Some fixes and clean up for maple tree.
The bug fixed by [PATCH v2 1/3] does not seem to be triggered due to some
coincidences, because now the implementation of mtree_lookup_walk() scans
pivots one by one and exits the loop early. The test cases for the bugs fixed by
[PATCH v2 3/3] are difficult to write. If I think of how to write them later,
I will send them out. So I send out the second edition first.
Changes since v1:
- drop [PATCH 4/4]
- update the commit message of [PATCH 2/4]
- collect Reviewed-bys
- add fixes tags
Peng Zhang (3):
maple_tree: Fix get wrong data_end in mtree_lookup_walk()
maple_tree: Simplify mas_wr_node_walk()
maple_tree: Fix a potential concurrency bug in RCU mode
lib/maple_tree.c | 52 ++++++++++--------------------------------------
1 file changed, 11 insertions(+), 41 deletions(-)
--
2.20.1
There is a concurrency bug that may cause the wrong value to be loaded
when a CPU is modifying the maple tree.
CPU1:
mtree_insert_range()
mas_insert()
mas_store_root()
...
mas_root_expand()
...
rcu_assign_pointer(mas->tree->ma_root, mte_mk_root(mas->node));
ma_set_meta(node, maple_leaf_64, 0, slot); <---IP
CPU2:
mtree_load()
mtree_lookup_walk()
ma_data_end();
When CPU1 is about to execute the instruction pointed to by IP,
the ma_data_end() executed by CPU2 may return the wrong end position,
which will cause the value loaded by mtree_load() to be wrong.

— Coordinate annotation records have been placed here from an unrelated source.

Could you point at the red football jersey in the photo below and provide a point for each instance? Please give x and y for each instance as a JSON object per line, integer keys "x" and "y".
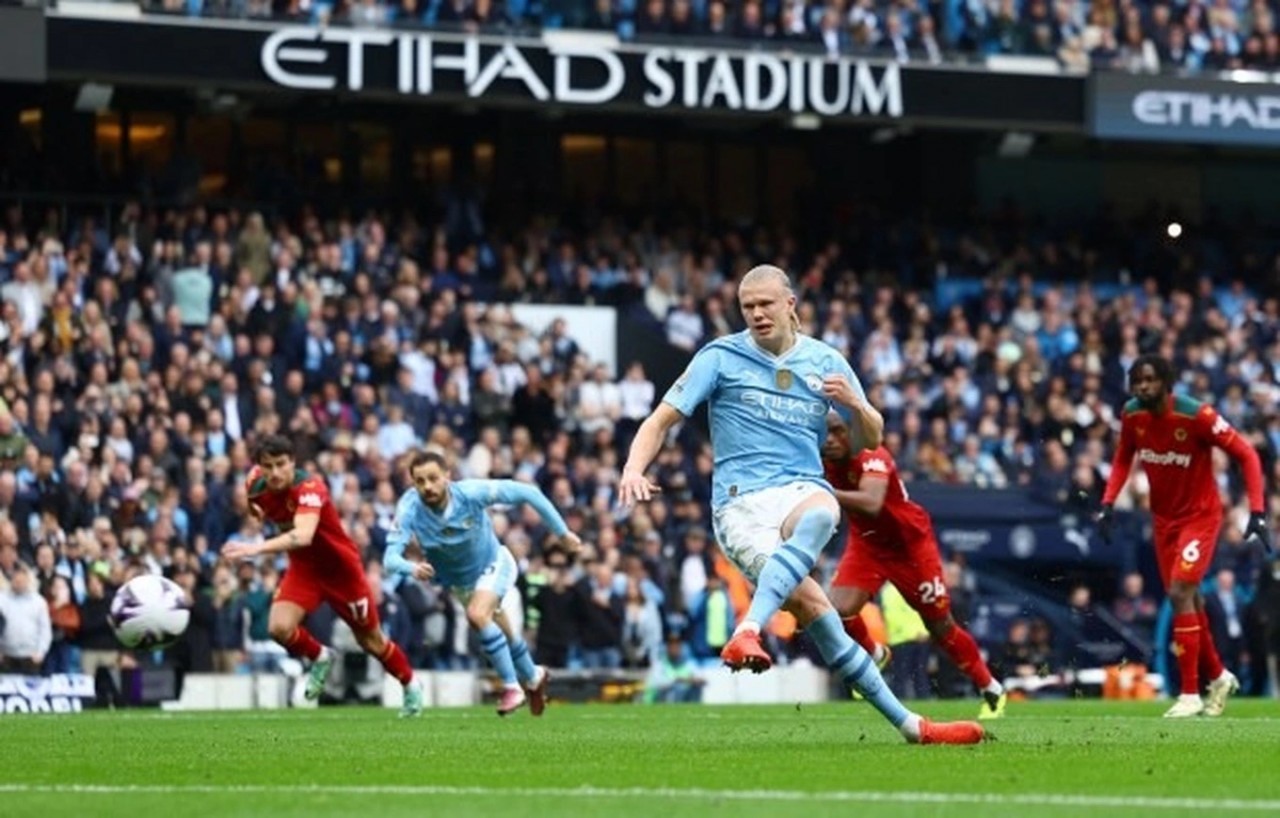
{"x": 1175, "y": 451}
{"x": 307, "y": 494}
{"x": 900, "y": 524}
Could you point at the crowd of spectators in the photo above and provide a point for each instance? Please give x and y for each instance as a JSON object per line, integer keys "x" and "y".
{"x": 141, "y": 357}
{"x": 1130, "y": 35}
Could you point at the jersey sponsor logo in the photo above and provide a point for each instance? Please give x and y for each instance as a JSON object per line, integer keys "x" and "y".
{"x": 784, "y": 410}
{"x": 311, "y": 499}
{"x": 1164, "y": 458}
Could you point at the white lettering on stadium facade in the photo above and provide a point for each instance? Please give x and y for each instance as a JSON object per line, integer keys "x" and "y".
{"x": 310, "y": 59}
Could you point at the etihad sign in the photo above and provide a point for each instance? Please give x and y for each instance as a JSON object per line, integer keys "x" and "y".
{"x": 1207, "y": 110}
{"x": 580, "y": 73}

An example of triggering the bug:
Add mdelay(100) between rcu_assign_pointer() and ma_set_meta() in
mas_root_expand().
static DEFINE_MTREE(tree);
int work(void *p) {
unsigned long val;
for (int i = 0 ; i< 30; ++i) {
val = (unsigned long)mtree_load(&tree, 8);
mdelay(5);
pr_info("%lu",val);
}
return 0;
}
mt_init_flags(&tree, MT_FLAGS_USE_RCU);
mtree_insert(&tree, 0, (void*)12345, GFP_KERNEL);
run_thread(work)
mtree_insert(&tree, 1, (void*)56789, GFP_KERNEL);
In RCU mode, mtree_load() should always return the value before or after
the data structure is modified, and in this example mtree_load(&tree, 8)
may return 56789 which is not expected, it should always return NULL.
Fix it by put ma_set_meta() before rcu_assign_pointer().
Fixes: 54a611b60590 ("Maple Tree: add new data structure")
Signed-off-by: Peng Zhang <[email protected]>
Reviewed-by: Liam R. Howlett <[email protected]>
---
lib/maple_tree.c | 3 +--
1 file changed, 1 insertion(+), 2 deletions(-)
diff --git a/lib/maple_tree.c b/lib/maple_tree.c
index 4d15202a0692..de43ff19da72 100644
--- a/lib/maple_tree.c
+++ b/lib/maple_tree.c
@@ -3635,10 +3635,9 @@ static inline int mas_root_expand(struct ma_state *mas, void *entry)
slot++;
mas->depth = 1;
mas_set_height(mas);
-
+ ma_set_meta(node, maple_leaf_64, 0, slot);
/* swap the new root into the tree */
rcu_assign_pointer(mas->tree->ma_root, mte_mk_root(mas->node));
- ma_set_meta(node, maple_leaf_64, 0, slot);
return slot;
}
--
2.20.1
if (likely(offset > end))
max = pivots[offset];
The above code should be changed to if (likely(offset < end)), which is
correct. This affects the correctness of ma_data_end(). Now it seems
that the final result will not be wrong, but it is best to change it.
This patch does not change the code as above, because it simplifies the
code by the way.
Fixes: 54a611b60590 ("Maple Tree: add new data structure")
Signed-off-by: Peng Zhang <[email protected]>
Reviewed-by: Liam R. Howlett <[email protected]>
---
lib/maple_tree.c | 15 +++++----------
1 file changed, 5 insertions(+), 10 deletions(-)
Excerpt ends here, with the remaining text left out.